When a friend came to visit me for a long weekend, I finally had the chance to check off a few things on my list of sights to see in Berlin before leaving.
The first stop was the Hohenschönhausen Memorial in the former East German part of the city. The building was built as a cafeteria during the Nazi era, but was transformed into a Soviet prison after 1945, housing Nazi members and other post-war prisoners. The purpose of the complex changed after it was taken over by the Stasi, the East German Ministry for State Security. Between the building and the fall of the Wall, the prison housed mostly political prisoners and those who had failed at escaping East Germany. The Memorial was created by and is entirely run by former prisoners, who give the tours and share their experiences in East Germany and with the Stasi.
The guide we had was imprisoned for 10 months for attempting to flee to West Germany. He was 18 at the time. Another woman he spoke of had been imprisoned for being Jehovah’s Witnesses (crime: endangering world peace). Hearing the stories directly from eye-witnesses makes the whole experience more vivid. It reminds us that these stories are not so far in the past. Our guide even told us that several years earlier, he was telling his tour group about his escape attempt, and one of the visitors realized that he had been the guard who had shot him.

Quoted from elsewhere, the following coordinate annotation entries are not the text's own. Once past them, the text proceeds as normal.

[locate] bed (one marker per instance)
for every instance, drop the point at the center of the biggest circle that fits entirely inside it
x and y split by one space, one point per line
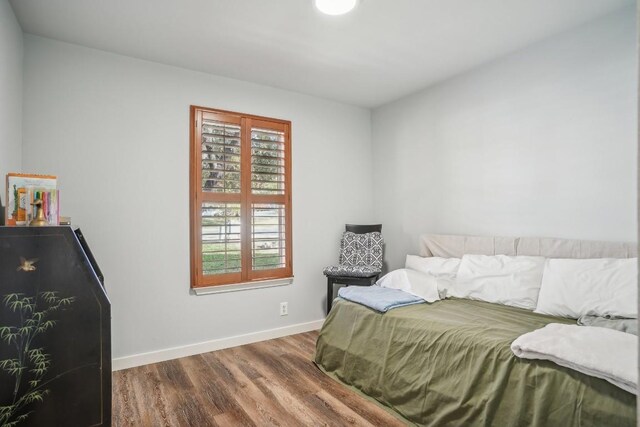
450 362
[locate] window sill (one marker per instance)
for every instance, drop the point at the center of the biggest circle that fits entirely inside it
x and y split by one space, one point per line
242 286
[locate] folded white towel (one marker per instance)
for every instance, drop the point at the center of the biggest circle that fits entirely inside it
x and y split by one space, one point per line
599 352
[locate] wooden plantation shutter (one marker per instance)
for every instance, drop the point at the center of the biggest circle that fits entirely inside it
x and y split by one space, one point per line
240 198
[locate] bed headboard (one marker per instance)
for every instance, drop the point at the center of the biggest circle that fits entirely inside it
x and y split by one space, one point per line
452 246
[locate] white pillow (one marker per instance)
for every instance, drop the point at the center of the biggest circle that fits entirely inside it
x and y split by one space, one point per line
433 265
501 279
414 282
597 287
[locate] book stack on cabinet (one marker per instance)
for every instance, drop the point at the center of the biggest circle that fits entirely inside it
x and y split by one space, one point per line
23 190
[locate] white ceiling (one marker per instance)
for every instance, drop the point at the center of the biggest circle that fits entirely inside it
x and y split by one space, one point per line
382 51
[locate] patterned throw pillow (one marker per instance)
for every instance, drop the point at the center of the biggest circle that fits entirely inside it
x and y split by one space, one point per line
361 249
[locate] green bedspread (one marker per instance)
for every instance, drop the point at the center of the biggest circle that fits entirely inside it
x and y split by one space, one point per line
450 364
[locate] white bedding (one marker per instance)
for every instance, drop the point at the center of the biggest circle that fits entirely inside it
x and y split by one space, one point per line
598 352
414 282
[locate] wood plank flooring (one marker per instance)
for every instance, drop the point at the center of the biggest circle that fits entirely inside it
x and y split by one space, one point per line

The people who had lived on both sides of these stories are still around, in the same neighborhoods, living next to one another. The reunification of Germany in 1990 saw immunity for a lot of people — from the people who operated this prison, only one saw a prison sentence himself. But that type of forgiveness, if forgiveness is the right word, was recognized as the only way to rebuild a unified country. The cracks in society are still visible, but so is the desire to move forward, and that’s much stronger.
Berlin was heavily bombed during the two world wars. By the time the city emerged in 1945, over half of the buildings were destroyed. With this rubble, a small mountain was built on the western side of the city and named Teufelsberg, which translates literally to Devil’s Mountain. Then, during the Cold War, the NSA built an American listening station at the top. When it was abandoned, the buildings were emptied out but the structures and the domes remained in place. Now it’s occupied by artists and squatters, and you can go wander around the complex. Most of the walls have been covered with street art, there are gardens in the yard, and a honeybee colony in the back.
It was an impressive complex and there was something satisfying about seeing a space built by an organization for the purpose of building institutional power being repurposed as a playground for hippies.
After World War II ended, Germany was divided into four zones, one for each of the Allied powers. Berlin was in the middle of the Soviet zone, but as the capital, the city itself was also divided into four quarters. After relations between the Soviet Union and the other Allies deteriorated, this left the western part of Berlin stranded as an island in the middle of the Soviet-occupied territory. For 11 months during 1948-49, this part of Berlin became accessible only through the Luftbrücke, the Berlin Airlift, which delivered supplies to the city through the Tempelhof airport.
The airport, which was used throughout the years as a commercial airport as well, closed in 2008, but the field was taken over as an urban park. You can walk or bike out onto the runways, windsail on roller blades, fly kites, and barbecue. There’s a community garden, art projects, and a baseball diamond. And in the last few months, there’s been another development: some of the buildings have been taken over as emergency refugee housing. This park really shows what Berlin is about. The residents are invested in what their community is and what it can be, and they act on their ideas. They create the most bizarre and wonderful spaces.